Parliamentarian David Bahati first introduced the bill in 2009 but it has never come before the full legislative body for a vote. Though widely supported in Uganda, the bill's progress apparently has been slowed by an international outcry against the bill, including condemnation from President Barack Obama.
Bahati has said that homosexuality poses a serious threat to family values and that his bill has helped raise public awareness about what he calls "the dangers to our children."
Bahati told The Associated Press last year that he is willing to drop the death penalty provision if that is the recommendation of a parliament committee, though a current reading of the bill hasn't been made public.
European countries such as Sweden and Britain have threatened to cut aid to Uganda if the bill is passed.

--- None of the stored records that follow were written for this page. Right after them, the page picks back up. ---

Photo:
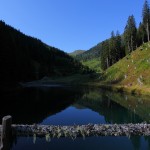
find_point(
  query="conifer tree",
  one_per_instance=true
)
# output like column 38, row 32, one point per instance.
column 146, row 18
column 130, row 34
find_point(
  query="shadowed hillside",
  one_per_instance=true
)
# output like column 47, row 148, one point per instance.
column 24, row 58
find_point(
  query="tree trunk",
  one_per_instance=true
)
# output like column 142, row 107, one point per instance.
column 147, row 29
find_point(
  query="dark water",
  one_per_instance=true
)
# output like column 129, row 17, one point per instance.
column 68, row 106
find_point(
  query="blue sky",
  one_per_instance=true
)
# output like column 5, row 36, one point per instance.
column 70, row 24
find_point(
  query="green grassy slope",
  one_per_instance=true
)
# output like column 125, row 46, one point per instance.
column 132, row 72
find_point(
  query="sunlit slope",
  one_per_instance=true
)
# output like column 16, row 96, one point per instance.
column 132, row 71
column 93, row 64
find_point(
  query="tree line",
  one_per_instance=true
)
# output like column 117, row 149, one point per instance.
column 118, row 46
column 24, row 58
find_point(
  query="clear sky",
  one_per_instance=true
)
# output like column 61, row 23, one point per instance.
column 70, row 24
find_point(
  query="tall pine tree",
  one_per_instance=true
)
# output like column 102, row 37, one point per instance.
column 146, row 18
column 130, row 34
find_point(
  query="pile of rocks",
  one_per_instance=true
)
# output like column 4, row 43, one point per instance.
column 74, row 131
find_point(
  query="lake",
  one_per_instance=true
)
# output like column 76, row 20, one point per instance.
column 75, row 105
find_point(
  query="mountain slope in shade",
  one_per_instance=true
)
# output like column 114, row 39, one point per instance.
column 24, row 58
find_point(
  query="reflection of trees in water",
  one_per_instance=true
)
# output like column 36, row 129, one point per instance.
column 32, row 105
column 140, row 105
column 113, row 112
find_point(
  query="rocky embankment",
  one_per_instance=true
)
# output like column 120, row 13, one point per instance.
column 74, row 131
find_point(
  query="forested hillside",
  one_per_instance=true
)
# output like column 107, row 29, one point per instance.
column 131, row 72
column 93, row 52
column 76, row 52
column 111, row 50
column 24, row 58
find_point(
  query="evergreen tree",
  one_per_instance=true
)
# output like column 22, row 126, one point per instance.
column 130, row 34
column 146, row 18
column 141, row 34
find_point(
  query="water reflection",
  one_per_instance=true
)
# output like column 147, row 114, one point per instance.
column 76, row 106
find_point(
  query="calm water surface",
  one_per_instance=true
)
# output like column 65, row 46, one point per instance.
column 69, row 106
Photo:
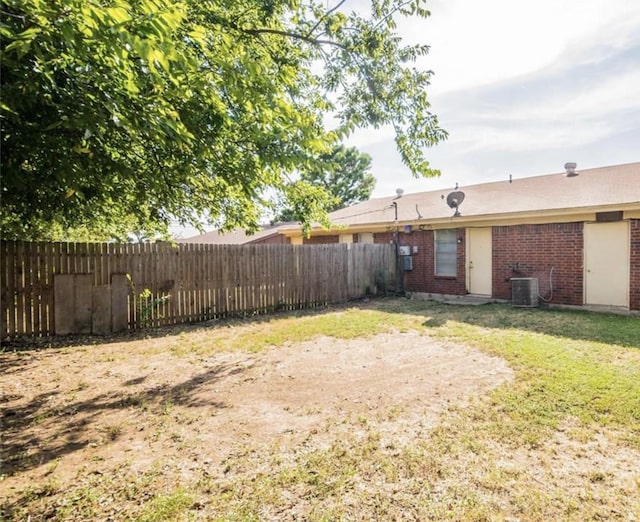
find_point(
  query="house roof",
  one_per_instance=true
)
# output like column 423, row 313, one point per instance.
column 235, row 237
column 599, row 188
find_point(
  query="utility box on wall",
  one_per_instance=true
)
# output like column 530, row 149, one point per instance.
column 524, row 292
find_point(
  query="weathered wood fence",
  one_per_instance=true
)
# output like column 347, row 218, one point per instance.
column 57, row 288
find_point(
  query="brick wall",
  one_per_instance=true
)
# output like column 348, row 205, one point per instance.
column 422, row 278
column 634, row 275
column 532, row 251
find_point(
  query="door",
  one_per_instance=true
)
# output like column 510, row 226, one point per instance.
column 606, row 264
column 479, row 261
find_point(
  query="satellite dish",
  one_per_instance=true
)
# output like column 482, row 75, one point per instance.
column 454, row 200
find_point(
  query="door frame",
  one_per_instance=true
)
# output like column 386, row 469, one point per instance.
column 587, row 267
column 468, row 260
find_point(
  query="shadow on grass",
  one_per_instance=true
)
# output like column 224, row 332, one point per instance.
column 49, row 427
column 583, row 325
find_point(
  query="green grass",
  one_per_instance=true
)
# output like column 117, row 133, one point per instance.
column 576, row 379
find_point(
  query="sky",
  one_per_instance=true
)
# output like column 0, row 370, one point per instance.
column 522, row 87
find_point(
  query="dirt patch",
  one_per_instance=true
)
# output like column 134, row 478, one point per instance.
column 70, row 413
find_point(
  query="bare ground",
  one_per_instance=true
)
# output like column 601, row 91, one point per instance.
column 101, row 431
column 70, row 413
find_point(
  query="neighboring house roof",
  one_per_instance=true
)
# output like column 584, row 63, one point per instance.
column 235, row 237
column 591, row 190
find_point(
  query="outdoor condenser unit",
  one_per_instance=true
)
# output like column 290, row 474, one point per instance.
column 524, row 292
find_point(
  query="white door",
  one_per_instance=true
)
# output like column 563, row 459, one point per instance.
column 479, row 261
column 606, row 263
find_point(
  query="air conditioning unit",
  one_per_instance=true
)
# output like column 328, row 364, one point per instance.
column 524, row 292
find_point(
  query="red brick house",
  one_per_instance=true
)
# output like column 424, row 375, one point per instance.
column 576, row 233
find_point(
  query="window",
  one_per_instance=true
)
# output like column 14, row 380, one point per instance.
column 446, row 252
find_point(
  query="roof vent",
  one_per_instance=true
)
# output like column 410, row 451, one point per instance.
column 454, row 199
column 570, row 170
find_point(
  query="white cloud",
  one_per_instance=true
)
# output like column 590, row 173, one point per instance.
column 478, row 43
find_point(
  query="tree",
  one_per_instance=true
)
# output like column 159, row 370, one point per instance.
column 343, row 173
column 144, row 111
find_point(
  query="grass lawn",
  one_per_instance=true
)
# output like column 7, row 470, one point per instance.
column 558, row 441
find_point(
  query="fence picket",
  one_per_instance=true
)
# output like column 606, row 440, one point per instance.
column 202, row 282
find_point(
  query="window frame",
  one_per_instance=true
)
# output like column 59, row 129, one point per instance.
column 445, row 252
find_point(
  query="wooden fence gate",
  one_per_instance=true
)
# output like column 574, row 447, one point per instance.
column 61, row 288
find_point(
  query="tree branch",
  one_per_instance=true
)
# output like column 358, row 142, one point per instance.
column 324, row 17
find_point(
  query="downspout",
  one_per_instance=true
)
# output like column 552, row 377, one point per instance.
column 399, row 274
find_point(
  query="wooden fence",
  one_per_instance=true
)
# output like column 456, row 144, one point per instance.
column 165, row 284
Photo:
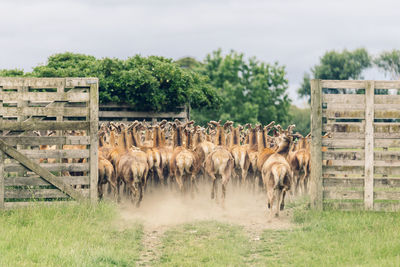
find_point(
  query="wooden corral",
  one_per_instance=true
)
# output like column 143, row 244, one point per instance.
column 123, row 112
column 36, row 167
column 359, row 167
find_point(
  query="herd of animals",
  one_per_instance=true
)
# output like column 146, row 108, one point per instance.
column 181, row 155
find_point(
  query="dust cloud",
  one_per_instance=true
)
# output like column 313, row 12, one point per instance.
column 163, row 207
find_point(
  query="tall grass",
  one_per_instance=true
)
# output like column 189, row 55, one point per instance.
column 67, row 235
column 204, row 244
column 335, row 238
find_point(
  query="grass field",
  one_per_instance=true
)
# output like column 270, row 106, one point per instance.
column 67, row 235
column 85, row 235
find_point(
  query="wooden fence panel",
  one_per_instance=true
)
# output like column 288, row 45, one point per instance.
column 123, row 112
column 59, row 167
column 360, row 164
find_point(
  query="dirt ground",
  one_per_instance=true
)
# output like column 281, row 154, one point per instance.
column 163, row 208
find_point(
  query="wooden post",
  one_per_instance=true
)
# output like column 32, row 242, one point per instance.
column 22, row 104
column 1, row 179
column 94, row 139
column 316, row 144
column 369, row 146
column 1, row 162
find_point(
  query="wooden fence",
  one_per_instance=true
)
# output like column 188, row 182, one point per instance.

Homosexuality, already illegal under Uganda's penal code, is highly stigmatized in Uganda. Opinion polls frequently show the bill's wide support among Ugandans. Lawmakers other than Bahati have sometimes spoken passionately about the need for such a law, and none have condemned it.
The bill has been championed by Pentecostal clerics, who warn that young Ugandans are at risk of being indoctrinated into gay lifestyles by gays visiting from the U.S. and Europe. Even pastors who oppose the draft law do so not because it is draconian or unnecessary, but rather because they believe the police would not be able to enforce it.
"I've rejected it because it does not address Uganda's homosexuality problem," said Solomon Male, a Pentecostal cleric who has been dragged to court for accusing another pastor of sodomy. "The system can't permit any good law to be enforced."
Male said that an existing law against homosexuality, inherited from the colonial days, had not been enforced.
"It is a big problem-homosexuals are in our schools, in our churches, everywhere, and we don't even know where to start," he said. "Sensitization is the best."
Bahati's original bill carried harsh provisions. The original bill would mandate a death sentence for active homosexuals living with HIV or in cases of same-sex rape. "Serial offenders" also could face capital punishment, but the legislation did not define the term. Anyone convicted of a homosexual act would face life imprisonment.
Anyone who "aids, abets, counsels or procures another to engage of acts of homosexuality" would face seven years in prison. Landlords who rent rooms or homes to gays also could get seven years.